REVIEW – Wonderful Wonderful de The Killers

Apparu aux débuts des années 2000, à l’époque où la mode était aux groupes en ‘The’, The killers a connu un succès immédiat avec son premier album, l’excellent Hot Fuss. Si ce n’est pas déjà fait, je vous invite à l’écouter, ne serait-ce que pour Mr Brightside, Somebody Told me ou encore le fantastique All These Things that I’ve Done. Alors que la tendance était alors clairement au revival rock 60’s et 70’s, la bande de Brandon Flowers préférait se nourrir d’influences 80’s, new wave façon Duran Duran, Depeche Mode et consorts. 
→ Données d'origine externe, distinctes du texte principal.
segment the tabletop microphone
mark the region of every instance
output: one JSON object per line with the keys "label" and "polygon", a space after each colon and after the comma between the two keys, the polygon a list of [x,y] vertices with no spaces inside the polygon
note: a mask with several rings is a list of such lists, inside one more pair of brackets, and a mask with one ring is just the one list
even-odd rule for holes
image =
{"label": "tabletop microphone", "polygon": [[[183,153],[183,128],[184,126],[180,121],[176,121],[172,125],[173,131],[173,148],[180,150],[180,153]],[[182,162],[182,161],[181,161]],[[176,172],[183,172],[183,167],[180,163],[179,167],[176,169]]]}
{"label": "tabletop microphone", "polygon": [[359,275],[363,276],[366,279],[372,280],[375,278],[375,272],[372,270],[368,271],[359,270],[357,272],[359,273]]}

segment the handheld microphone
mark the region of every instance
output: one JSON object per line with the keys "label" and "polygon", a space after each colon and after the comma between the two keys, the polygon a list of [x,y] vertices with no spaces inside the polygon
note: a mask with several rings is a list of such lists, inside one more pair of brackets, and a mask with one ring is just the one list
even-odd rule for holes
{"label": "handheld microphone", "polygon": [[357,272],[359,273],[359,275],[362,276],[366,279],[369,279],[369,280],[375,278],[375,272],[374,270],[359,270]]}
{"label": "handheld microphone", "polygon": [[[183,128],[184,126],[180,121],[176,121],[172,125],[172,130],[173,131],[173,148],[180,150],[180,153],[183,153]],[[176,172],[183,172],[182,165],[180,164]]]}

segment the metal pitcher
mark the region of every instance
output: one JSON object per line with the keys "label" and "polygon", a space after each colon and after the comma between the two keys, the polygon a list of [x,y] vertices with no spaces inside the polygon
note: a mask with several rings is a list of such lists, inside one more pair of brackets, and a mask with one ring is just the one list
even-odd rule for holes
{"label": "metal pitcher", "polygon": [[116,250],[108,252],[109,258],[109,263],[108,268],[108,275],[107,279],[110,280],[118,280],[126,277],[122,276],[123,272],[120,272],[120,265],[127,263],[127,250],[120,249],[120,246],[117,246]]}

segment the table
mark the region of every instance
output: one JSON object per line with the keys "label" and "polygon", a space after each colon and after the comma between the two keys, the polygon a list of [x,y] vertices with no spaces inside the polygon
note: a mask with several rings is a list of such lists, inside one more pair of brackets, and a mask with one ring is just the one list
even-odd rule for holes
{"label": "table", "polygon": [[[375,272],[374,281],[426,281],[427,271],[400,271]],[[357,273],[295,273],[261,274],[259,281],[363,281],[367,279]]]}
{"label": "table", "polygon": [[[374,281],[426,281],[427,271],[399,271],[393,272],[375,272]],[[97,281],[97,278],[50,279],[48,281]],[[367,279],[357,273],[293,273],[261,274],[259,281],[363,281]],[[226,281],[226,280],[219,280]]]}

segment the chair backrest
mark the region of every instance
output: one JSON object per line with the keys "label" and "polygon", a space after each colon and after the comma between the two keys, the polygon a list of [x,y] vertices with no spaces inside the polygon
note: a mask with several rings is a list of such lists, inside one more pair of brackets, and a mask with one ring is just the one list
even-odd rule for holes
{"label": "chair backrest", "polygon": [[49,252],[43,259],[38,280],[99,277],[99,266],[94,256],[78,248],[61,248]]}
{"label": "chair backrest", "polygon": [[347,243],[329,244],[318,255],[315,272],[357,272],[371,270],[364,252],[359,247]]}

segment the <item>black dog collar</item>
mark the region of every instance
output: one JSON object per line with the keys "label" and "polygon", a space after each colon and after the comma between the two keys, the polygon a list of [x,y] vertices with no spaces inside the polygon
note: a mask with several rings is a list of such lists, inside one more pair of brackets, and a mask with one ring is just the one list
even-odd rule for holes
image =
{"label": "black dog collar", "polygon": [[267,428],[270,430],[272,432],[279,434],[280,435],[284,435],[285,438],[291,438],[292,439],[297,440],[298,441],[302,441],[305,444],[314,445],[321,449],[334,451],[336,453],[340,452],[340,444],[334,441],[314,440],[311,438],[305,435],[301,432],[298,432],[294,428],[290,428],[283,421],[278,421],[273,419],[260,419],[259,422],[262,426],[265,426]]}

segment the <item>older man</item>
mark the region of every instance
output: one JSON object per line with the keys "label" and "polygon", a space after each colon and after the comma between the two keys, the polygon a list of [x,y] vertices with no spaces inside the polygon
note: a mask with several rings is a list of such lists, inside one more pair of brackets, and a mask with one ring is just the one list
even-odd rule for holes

Si la majorité des groupes de l’époque ont disparu, The Killers n’as toujours pas abdiqué et continue son petit bout de chemin avec ce 5ème album intitulé Wonderful Wonderful. Depuis 2004, le quatuor n’as pas fondamentalement changé de style mais as toujours réussi à susciter de l’intérêt. Après cinq années de silence, on ne savait pas trop où ils en étaient, on est rassuré. Enfin, il faut d’abord passer l’ouverture, pas forcément très inspiré. Un morceau assez fade où les Las Vegans semblent nager sans direction précise. Heureusement pour nos oreilles impatientes, le niveau va rapidement s’élever. Le catchy The Man et ses synthés délicieusement dégoulinants nous replonge directement au cœur des années 80, c’est un peu kitsch mais ça fonctionne irrémédiablement.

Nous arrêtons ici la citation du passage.